TurnTrout comments on Environmental Structure Can Cause Instrumental Convergence

TurnTrout 13 Aug 2021 16:55 UTC
LW: 2 AF: 2
AF
Most of the reward functions are either indifferent about the vase or want to break the vase. The optimal policies of all those reward functions don’t “tend to avoid breaking the vase”. Those optimal policies don’t behave as if they care about the ‘strictly more states’ that can be reached by not breaking the vase.
This is factually wrong BTW. I had just explained why the opposite is true.
- Ofer 13 Aug 2021 18:31 UTC
  LW: 1 AF: 1
  AF Parent
  Are you saying that my first sentence (“Most of the reward functions are either indifferent about the vase or want to break the vase”) is in itself factually wrong, or rather the rest of the quoted text?
  - TurnTrout 13 Aug 2021 18:51 UTC
    LW: 2 AF: 2
    AF Parent
    The first sentence
    - Ofer 13 Aug 2021 20:06 UTC
      LW: 3 AF: 3
      AF Parent
      Thanks.
      
      We can construct an involution over reward functions that transforms every state by switching the is-the-vase-broken bit in the state’s representation. For every reward function that “wants to preserve the vase” we can apply on it the involution and get a reward function that “wants to break the vase”.
      
      (And there are the reward functions that are indifferent about the vase which the involution map to themselves.)
      What links here?
      Ofer's comment on Environmental Structure Can Cause Instrumental Convergence by TurnTrout (16 Aug 2021 12:26 UTC; 1 point)
      - TurnTrout 13 Aug 2021 21:26 UTC
        LW: 2 AF: 2
        AF Parent
        Gotcha. I see where you’re coming from.
        I think I underspecified the scenario and claim. The claim wasn’t supposed to be: most agents never break the vase (although this is sometimes true). The claim should be: most agents will not immediately break the vase.
        If the agent has a choice between one action (“break vase and move forwards”) or another action (“don’t break vase and more forwards”), and these actions lead to similar subgraphs, then at all discount rates, optimal policies will tend to not break the vase immediately. But they might tend to break it eventually, depending on the granularity and balance of final states.
        So I think we’re actually both making a correct point, but you’re making an argument for $γ = 1$ under certain kinds of models and whether the agent will eventually break the vase. I (meant to) discuss the immediate break-it-or-not decision in terms of option preservation at all discount rates.
        [Edited to reflect the ancestor comments]
        Ofer 16 Aug 2021 12:26 UTC
        LW: 1 AF: 1
        AF Parent
        
        The claim should be: most agents will not immediately break the vase.
        
        I don’t see why that claim is correct either, for a similar reason. If you’re assuming here that most reward functions incentivize avoiding immediately breaking the vase then I would argue that that assumption is incorrect, and to support this I would point to the same involution from my previous comment.
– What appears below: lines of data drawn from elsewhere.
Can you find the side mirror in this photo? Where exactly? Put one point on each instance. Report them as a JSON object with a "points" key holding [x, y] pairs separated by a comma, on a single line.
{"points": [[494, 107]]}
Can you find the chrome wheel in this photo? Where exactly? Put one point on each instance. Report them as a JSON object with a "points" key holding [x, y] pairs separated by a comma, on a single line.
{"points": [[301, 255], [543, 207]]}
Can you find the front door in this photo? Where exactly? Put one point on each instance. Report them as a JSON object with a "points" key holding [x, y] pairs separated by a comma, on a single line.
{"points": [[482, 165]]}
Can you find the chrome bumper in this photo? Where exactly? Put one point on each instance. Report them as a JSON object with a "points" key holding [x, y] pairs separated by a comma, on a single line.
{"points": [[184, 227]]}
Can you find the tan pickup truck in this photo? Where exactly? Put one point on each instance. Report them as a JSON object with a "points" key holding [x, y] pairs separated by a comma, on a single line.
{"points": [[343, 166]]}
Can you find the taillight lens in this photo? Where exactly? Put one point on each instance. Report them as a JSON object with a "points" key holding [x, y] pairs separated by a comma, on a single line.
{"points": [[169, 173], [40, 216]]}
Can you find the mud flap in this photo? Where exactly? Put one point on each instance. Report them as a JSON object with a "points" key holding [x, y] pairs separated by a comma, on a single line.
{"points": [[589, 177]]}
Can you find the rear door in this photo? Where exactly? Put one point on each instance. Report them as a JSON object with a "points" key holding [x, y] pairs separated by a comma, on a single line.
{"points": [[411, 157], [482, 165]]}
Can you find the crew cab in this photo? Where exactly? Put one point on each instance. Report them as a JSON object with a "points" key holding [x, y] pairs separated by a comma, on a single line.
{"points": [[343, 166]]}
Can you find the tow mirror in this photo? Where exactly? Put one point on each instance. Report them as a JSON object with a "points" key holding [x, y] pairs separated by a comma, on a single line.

        TurnTrout 16 Aug 2021 16:47 UTC
        LW: 2 AF: 2
        AF Parent
        I‘m not assuming that they incentivize anything. They just do! Here’s the proof sketch (for the full proof, you’d subtract a constant vector from each set, but not relevant for the intuition).
        
        &You’re playing a tad fast and loose with your involution argument. Unlike the average-optimal case, you can’t just map one set of states to another for all-discount-rates reasoning.
        Ofer 18 Aug 2021 16:30 UTC
        LW: 1 AF: 1
        AF Parent
        Thanks for the figure. I’m afraid I didn’t understand it. (I assume this is a gridworld environment; what does “standing near intact vase” mean? Can the robot stand in the same cell as the intact vase?)
        
        &You’re playing a tad fast and loose with your involution argument. Unlike the average-optimal case, you can’t just map one set of states to another for all-discount-rates reasoning.
        
        I don’t follow (To be clear, I was not trying to apply any theorem from the paper via that involution). But does this mean you are NOT making that claim (“most agents will not immediately break the vase”) in the limit of the discount rate going to 1? My understanding is that the main claim in the abstract of the paper is meant to assume that setting, based on the following sentence from the paper:
        
        Proposition 6.5 and proposition 6.9 are powerful because they apply to all $γ \in [0, 1]$ , but they can only be applied given hard-to-satisfy environmental symmetries.